Sapper rats trained under the program have discovered more than 1 mines in Mozambique, having already returned an area of 500 million square meters to the inhabitants of the country.
It is no coincidence that the Belgians stopped their choice on the Gambian hamster rat.
This animal is nocturnal, so it cannot boast of good eyesight. Nature compensated for this deficiency with excellent hearing and smell. It is the excellent sense of smell that is the main factor of choice, it turned out that rats are able to smell even the residual traces of explosives.
During the year they are trained to find explosives by smell, and they are also able to smell and recognize tuberculosis patients. Training usually begins at two months of age.
Not all rats turn out to be capable and receptive to training; “C”s are not allowed to search for real mines. Perhaps it is they who are further trained in a much less dangerous medical unit.
In favor of the choice of rats was the fact that Africa is their home, rodents are perfectly adapted to the hot climate, they are quite hardy and resistant to diseases.
An important factor is the cost of training, which is several times lower compared to training a service dog.
The costs of maintaining a small animal are also incomparable. For not the richest countries, this is of great importance.
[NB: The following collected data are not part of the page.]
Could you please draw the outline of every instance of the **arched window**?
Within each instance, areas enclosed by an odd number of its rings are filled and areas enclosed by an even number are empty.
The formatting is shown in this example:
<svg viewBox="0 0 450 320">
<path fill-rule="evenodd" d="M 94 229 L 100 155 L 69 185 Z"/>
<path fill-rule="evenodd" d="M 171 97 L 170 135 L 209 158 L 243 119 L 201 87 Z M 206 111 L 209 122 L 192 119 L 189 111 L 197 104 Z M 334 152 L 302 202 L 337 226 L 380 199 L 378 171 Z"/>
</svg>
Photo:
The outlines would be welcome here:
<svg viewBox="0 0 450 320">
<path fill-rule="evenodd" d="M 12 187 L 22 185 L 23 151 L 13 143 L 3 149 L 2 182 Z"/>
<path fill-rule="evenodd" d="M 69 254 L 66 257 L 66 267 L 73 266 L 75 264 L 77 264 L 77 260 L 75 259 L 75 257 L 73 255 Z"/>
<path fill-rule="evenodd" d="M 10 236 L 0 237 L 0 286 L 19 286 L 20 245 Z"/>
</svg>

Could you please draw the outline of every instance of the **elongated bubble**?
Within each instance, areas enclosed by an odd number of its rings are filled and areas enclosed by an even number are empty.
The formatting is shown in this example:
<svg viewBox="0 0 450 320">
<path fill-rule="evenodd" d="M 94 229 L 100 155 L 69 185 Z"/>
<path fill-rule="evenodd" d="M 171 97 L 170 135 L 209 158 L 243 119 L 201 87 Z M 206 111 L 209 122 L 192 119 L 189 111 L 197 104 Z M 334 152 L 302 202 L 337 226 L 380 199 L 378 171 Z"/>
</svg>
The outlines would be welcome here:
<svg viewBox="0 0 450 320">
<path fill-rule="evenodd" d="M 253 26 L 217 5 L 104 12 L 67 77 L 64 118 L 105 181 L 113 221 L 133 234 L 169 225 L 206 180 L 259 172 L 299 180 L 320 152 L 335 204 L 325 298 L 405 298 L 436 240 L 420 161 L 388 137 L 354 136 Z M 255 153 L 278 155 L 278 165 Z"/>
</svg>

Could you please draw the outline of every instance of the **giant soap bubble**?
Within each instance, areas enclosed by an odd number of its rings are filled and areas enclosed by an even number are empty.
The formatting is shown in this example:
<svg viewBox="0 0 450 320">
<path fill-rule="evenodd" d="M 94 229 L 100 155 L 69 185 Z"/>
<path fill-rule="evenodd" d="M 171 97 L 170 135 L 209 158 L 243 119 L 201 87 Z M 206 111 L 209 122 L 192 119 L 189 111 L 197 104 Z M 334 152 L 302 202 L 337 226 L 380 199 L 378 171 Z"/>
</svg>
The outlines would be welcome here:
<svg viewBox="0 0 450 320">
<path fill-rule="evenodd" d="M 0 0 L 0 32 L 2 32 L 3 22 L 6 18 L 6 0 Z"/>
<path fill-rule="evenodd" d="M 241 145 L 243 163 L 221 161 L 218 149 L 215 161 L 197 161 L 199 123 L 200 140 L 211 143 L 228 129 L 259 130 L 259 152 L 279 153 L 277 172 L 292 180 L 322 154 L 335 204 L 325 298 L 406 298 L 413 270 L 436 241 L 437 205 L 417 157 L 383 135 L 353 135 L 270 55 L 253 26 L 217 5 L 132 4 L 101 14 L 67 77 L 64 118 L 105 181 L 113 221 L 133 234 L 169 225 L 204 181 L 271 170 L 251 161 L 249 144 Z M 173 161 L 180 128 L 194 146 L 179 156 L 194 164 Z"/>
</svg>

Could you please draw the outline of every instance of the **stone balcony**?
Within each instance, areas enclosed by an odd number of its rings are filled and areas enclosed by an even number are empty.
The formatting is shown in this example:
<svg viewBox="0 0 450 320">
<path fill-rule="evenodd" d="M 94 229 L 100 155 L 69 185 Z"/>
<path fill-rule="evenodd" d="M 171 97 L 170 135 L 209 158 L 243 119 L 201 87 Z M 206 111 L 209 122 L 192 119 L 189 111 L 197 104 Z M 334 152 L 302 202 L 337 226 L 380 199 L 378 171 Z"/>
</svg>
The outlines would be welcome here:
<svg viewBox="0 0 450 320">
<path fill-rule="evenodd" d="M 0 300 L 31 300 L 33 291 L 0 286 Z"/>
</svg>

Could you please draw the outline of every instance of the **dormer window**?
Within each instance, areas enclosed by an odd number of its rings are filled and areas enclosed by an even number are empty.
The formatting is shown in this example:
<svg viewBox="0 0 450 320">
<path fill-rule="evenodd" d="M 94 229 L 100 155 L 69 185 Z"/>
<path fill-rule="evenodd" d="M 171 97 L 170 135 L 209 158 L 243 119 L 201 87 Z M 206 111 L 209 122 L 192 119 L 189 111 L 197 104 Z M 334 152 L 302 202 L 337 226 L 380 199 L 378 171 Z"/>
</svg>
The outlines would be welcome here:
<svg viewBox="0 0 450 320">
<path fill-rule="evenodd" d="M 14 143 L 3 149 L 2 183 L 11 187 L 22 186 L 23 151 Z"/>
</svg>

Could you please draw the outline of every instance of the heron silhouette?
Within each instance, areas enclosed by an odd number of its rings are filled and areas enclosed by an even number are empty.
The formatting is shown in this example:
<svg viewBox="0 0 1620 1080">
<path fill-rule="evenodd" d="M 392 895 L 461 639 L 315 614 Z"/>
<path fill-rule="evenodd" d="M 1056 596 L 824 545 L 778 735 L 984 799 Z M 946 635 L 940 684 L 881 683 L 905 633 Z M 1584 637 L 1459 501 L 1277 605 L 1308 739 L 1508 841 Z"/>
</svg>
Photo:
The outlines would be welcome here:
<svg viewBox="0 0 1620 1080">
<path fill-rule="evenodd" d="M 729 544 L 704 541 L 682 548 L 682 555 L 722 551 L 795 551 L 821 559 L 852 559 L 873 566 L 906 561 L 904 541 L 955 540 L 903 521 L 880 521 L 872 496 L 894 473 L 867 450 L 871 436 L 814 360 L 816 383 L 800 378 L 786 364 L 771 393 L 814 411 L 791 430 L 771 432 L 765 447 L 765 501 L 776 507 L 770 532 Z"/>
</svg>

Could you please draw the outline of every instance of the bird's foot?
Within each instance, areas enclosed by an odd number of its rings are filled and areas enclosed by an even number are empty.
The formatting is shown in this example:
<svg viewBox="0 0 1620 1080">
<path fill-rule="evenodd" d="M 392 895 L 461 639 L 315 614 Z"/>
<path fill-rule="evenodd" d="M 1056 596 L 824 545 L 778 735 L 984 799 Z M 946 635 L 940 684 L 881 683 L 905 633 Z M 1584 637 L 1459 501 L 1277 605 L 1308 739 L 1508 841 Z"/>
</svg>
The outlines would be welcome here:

At the same time, Gambian hamster rats are omnivorous and not picky about food.
In addition to being highly sensitive to odors, rats have another advantage.
They weigh relatively little, which virtually eliminates the possibility of detonation even on sensitive anti-personnel mines.
During the year, the rats are trained to smell explosives, with each success accompanied by a tasty treat, such as a slice of banana.
Having memorized the smell of the chemical compounds that make up the explosive, the rat does not react to extraneous odors, such as the smell of metal.
Thanks to these small four-legged helpers, the process of finding mines is much faster. Having found an object that contains explosives, the rat begins to scrape the ground in this place with its paw, attracting the attention of sappers working with it on the same team.
The main assistants of sappers are still dogs
Most often, sappers' assistants are animals more familiar to us. First of all, they are service dogs.
In the USSR, service dog breeding originated in 1924. During the Great Patriotic War alone, more than 68 service dogs and 32 counselors were trained in our country. Among the trained four-legged friends of man there were a large number of mine-detecting dogs. It is believed that with their help, Soviet sappers found and discovered more than 4 million mines.
Service mine detection dogs are used everywhere today, despite the development and increasing introduction of sapper robotics. But even modern Robots unable to force the four-legged friends of man out of service. It's all about the unique canine scent. The sensitivity of a dog's nose is tens of thousands of times greater than the ability of the average person to smell.
Attempts to develop devices that could partially or completely replace the nose of a dog, or at least a person, are constantly being made. But a mass device that would surpass the unique mechanism created by nature itself has not yet been invented. And that means that there is still work for sappers' dogs.
Modern mine detectors react to metal, and it is not always a sign of the presence of explosive devices. In turn, service dogs are looking for the explosive itself, which can be the basis of an improvised shellless explosive device or be in ammunition, the body of which is made of wood or plastic.
According to statistics, well-trained mine detection dogs are able to find a mine 3-4 times faster than a human.
It is no coincidence that, in addition to modern robotics, Russian engineering troops also actively used four-legged friends when clearing Syrian Palmyra.
Service dogs, primarily German Shepherds and Labradors, worked on a par with people in difficult climatic conditions. Dogs helped to find even the most unusual explosive devices that could be disguised in ordinary civilian items: household appliances, books and even toys.